A man who alleged he was abused by a pedophile ring involving prominent people in the British government, including a former PM, has been jailed for 18 years.
A man who falsely claimed he was abused by members of a paedophile ring at the heart of the British government has been sentenced to 18 years in prison.
Carl Beech, 51, was the key witness in a prominent investigation of sexual abuse and slaying allegations involving British politicians, military generals, and senior officials in the intelligence services.
Beech was convicted of perverting the course of justice, fraud, voyeurism and possession of indecent images.
"He derived sexual pleasure from graphically describing the violent sexual abuse of young boys," prosecutor Tony Badenoch said of Beech's motives.
"He enjoyed the attention and celebrity."
Beech approached police in 2012 with a fantastic tale of drugs, sex and power at the higher echelons of power. It was a sensitive time in Britain, coming amid a wave of revelations that entertainer Jimmy Savile, a popular BBC presenter between the 1960s and early 2000s, had sexually abused hundreds of children and women at the height of his career.

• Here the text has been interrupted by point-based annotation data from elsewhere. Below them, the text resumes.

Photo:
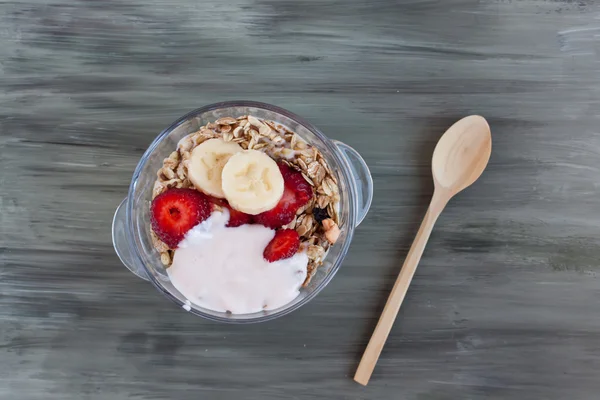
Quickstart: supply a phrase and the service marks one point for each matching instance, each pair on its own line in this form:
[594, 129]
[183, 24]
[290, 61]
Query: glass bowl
[131, 224]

London's Metropolitan Police service spent GBP2 million to investigate the "VIP ring" that Beech alleged was active in the late 1970s and early 80s.
Though the stories were completely fabricated, he managed to convince senior police officers, journalists and politicians he was a genuine victim.

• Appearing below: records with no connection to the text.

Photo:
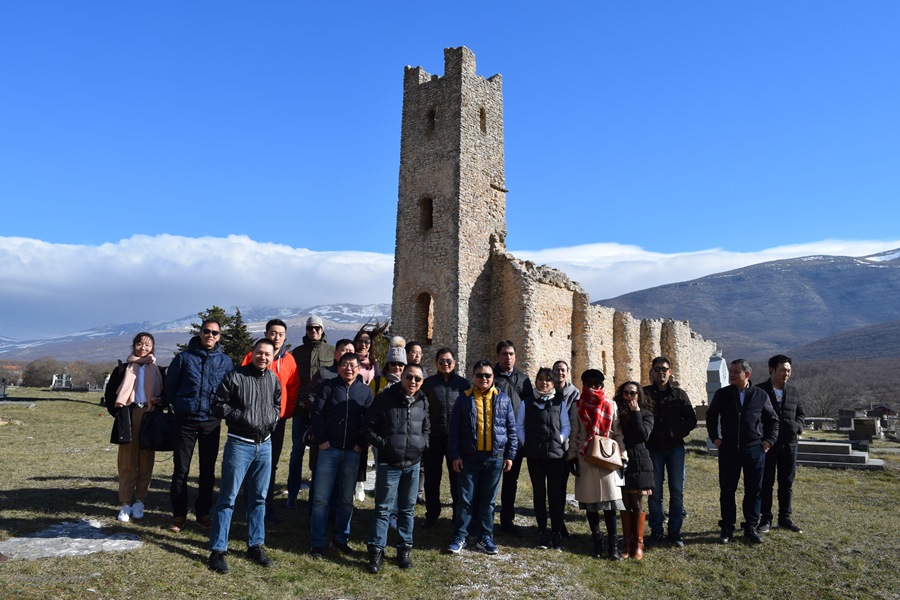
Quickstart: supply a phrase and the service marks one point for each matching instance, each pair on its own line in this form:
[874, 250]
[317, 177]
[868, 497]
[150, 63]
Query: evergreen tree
[236, 340]
[216, 313]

The people he falsely accused as his abusers included former Prime Minister Edward Heath, former Home Secretary Leon Brittan and a retired head of the army, Edwin Bramall.
A lawyer, Drew Pettifer, read a statement the 81-year-old Bramall made about the "monstrous allegations" before Beech's trial because he was not sure he would live through the proceedings.
He described having his house searched by 20 police officers while his wife was seriously ill in bed. His wife died without seeing his name cleared.
"I thought I could be hurt no more," Bramall said. "I was never as badly wounded in all my time in the military as I was by the allegations."
When doubts arose about Beech's credibility in 2016, police searched his home and discovered hundreds of images of children being sexually abused and he had installed a camera in a toilet to film a young boy.
London police came under widespread criticism for the investigation, which closed in 2016 without making a single arrest.